Dans la région Centrale du Togo, la saison agricole entre dans une phase décisive avec le démarrage effectif du ramassage des noix de cajou. Pour de nombreux ménages ruraux, cette période représente une source essentielle de revenus, qui conditionne une grande partie de l’économie familiale pour l’année.
Après les récoltes du maïs et du soja, les producteurs concentrent désormais leurs efforts sur les vergers de cajou. Le travail consiste à collecter rapidement les noix tombées afin d’éviter leur détérioration et de préserver leur valeur commerciale. La qualité du ramassage reste un facteur déterminant pour la commercialisation.

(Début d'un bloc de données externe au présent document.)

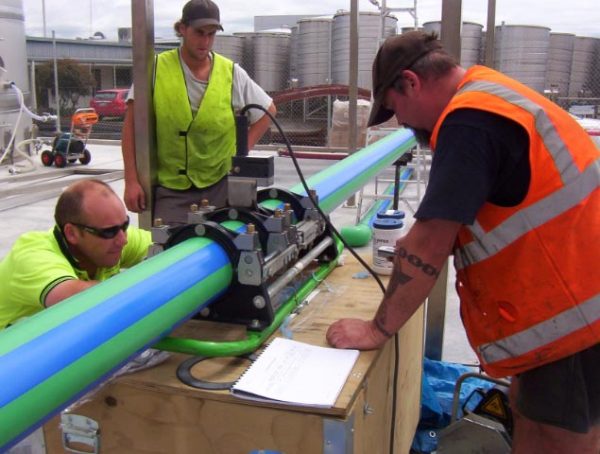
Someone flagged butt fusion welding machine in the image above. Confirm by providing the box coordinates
[150,111,338,340]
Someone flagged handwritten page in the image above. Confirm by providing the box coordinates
[231,337,359,407]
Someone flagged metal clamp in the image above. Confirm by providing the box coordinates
[60,413,100,454]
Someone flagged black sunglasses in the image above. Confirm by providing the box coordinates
[71,216,129,240]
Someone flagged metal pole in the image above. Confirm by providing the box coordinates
[485,0,496,68]
[131,0,156,229]
[42,0,47,38]
[52,30,60,133]
[347,0,358,206]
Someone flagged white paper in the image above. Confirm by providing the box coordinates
[232,337,359,407]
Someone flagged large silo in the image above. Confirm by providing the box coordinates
[569,36,600,97]
[545,33,575,96]
[423,21,483,68]
[331,11,398,89]
[252,31,290,92]
[0,0,31,154]
[233,32,255,79]
[494,24,550,93]
[213,33,244,66]
[297,17,333,87]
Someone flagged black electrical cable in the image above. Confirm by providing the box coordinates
[239,104,400,454]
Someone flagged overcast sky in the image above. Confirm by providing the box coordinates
[23,0,600,40]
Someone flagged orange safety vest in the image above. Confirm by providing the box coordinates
[431,66,600,377]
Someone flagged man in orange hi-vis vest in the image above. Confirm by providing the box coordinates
[327,31,600,454]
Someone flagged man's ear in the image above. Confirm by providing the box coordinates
[63,222,79,244]
[403,69,421,91]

Les conditions climatiques ont été globalement favorables cette campagne. Malgré une répartition inégale des pluies selon les zones, le développement des plantations a été satisfaisant. L’installation progressive de l’harmattan apporte un temps sec qui facilite le séchage naturel des noix et limite les risques de perte après récolte.
La campagne s’accompagne également d’une forte demande en main-d’œuvre. Le ramassage doit se faire dans un délai relativement court, ce qui oblige les exploitants à mobiliser rapidement des ouvriers agricoles. L’organisation du travail devient ainsi un enjeu central pour sécuriser les volumes et la qualité.
Au-delà de la production, la noix de cajou joue un rôle structurant dans l’économie locale. Les revenus générés servent notamment à financer la scolarité, les soins de santé et les investissements agricoles. Dans plusieurs localités de la région Centrale, cette culture constitue l’un des principaux leviers de stabilité économique.
Dans le Togo central, la campagne des noix de cajou s’impose donc comme une activité stratégique, à la fois agricole et économique, qui soutient durablement les communautés rurales.